Bergmann
A comment that Malena Bergmann’s students at the University at North Carolina in Charlotte often make is that she “thinks outside the box” more than anyone they’ve ever known.
As an artist and educator, Bergmann explores the link between art and ceremony. In her work, which includes what she calls “Kinetic,” “Static,” and “Film” pieces, she creates works that unfold according to the rhythms of place, space, intention, and circumstance. She courts risk. She explores what happens when an artist lets go of control.

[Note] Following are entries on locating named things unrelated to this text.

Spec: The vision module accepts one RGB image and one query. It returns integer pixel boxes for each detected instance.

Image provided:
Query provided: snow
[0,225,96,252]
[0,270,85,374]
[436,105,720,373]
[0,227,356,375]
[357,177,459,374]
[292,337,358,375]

A recent and ongoing project of ephemeral artworks is “Tailings: Whispers for the Forest.” To create these works, Bergmann, who is also a member of RadJoy Community, works with alphabet stamps, nontoxic ink, and her own blood to stamp questions for the forest itself onto organic surfaces. In the work pictured above, created in a stream in North Carolina, she stamped ink and blood onto black walnuts to query, “Dare we rise, in surrender, in rustling, in bloom?” In another work, she stamped the saber-like blades of a South Carolina sable palmetto with fragments of the question, “Will we stagger with the weight of the ways we change each other?”
The questions themselves are as provocative as Zen koans. How astonishing it would be to come upon them in the forest. But, whereas most artists dream of posterity for themselves and their art, these offerings, says Bergmann, “will last only as long as the next rainfall.”